A disciplina é eixo fundamental das tarefas mediúnicas, envolvendo regularidade de  atividades, com horários, dias e equipes definidas. A reunião mediúnica pode ter duração fixa de uma hora, hora e meia e até de duas horas, em dias certos na semana. A reunião conta com o apoio da espiritualidade, que tem muito trabalho a fazer, assim não estará a disposição para prorrogações desnecessárias de atividades, nem para ações inúteis ou vazias de fins caritativos. Às vezes a disponibilidade e a vontade do trabalhador em auxiliar são grandes, mas podem ser compartilhadas com outras iniciativas da Casa Espírita, como doação de seu tempo para reuniões públicas de divulgação doutrinária, trabalhos de passe, grupos de assistência. Discussão de assuntos gerais, corriqueiros e administrativos da instituição devem ter espaço próprio, não se confundindo com os momentos de assistência amparados pela espiritualidade.

O preparo dos participantes envolve não somente a equipe de trabalhadores da reunião mediúnica, como dirigentes, orientadores, médiuns de comunicação, e de sustentação, como também a assistência. O público que ali assiste também participa da reunião mediúnica e não pode ser leigo e desinformado a respeito da Doutrina Espírita fundamentada na Codificação organizada por Kardec. Por quê? Porque a reunião mediúnica é um momento de partilha de sentimentos, pensamentos, fluidos e energias, um todo em que contribuem os que ali acorrem, desencarnados ou encarnados. Curiosidade, displicência ou ceticismo, por exemplo, são posturas que não contribuem para a evolução de uma reunião mediúnica séria e de objetivos elevados. Lembramos que o Centro Espírita deve propiciar diferentes oportunidades para o público em geral, como palestras públicas, cursos de introdução à Doutrina, grupos de Evangelização Infantil, mocidade, eventos sociais de cunho caritativo, não se pautando única e exclusivamente nos fenômenos medianímicos e nem deles se utilizando como mero chamariz ou espetáculo.

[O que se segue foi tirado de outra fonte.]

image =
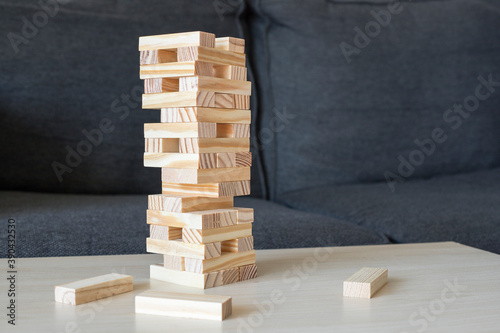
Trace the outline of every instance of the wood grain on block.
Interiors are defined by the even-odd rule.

O item disciplina é importantíssimo para os que abraçam funções na reunião mediúnica, devendo se respeitar a frequência nos dias e horários determinados, atendo-se rigorosamente ao período de duração das reuniões, porque a espiritualidade não fica à disposição a todo momento. Tarefas específicas exigem trabalhadores adequadamente preparados, assim ocorre no plano terreno como no espiritual. O campo de proteção invisível também é um trabalho da espiritualidade, sustentado pelos obreiros terrenos, mesmo fora do alcance visual ou de compreensão de muitos, mas é fator de garantia de ambiente propício ao êxito da tarefa.

Some-se a essas instruções o processo de educação do Centro Espírita, que deve promover cursos regulares sobre as obras da Codificação, também grupos de estudos específicos, contemplando além de aspectos mediúnicos, filosóficos e científicos.
Não nos esqueçamos que a reunião mediúnica é um dos muitos trabalhos a serem desenvolvidos pelo Centro Espírita, devendo se somar a ações de caridade, que podem envolver lides específicas, tais como manter um casa de assistência ou asilo, como também efetuar atividades regulares de auxílio ao povo de rua, visitas a favelas, orfanatos, presídios, hospitais.
Para quem tiver interesse em se aprofundar sobre o estudo do tema, recomendo, além da leitura do Livro dos Médiuns, de Allan Kardec, as obras: “Desobsessão”, de André Luiz, psicografia do nosso Chico Xavier; “O Centro Espírita” e “Mediunidade”, de J. Herculano Pires; e “Diretrizes de Segurança”, de Raul Teixeira e Divaldo P.  Franco.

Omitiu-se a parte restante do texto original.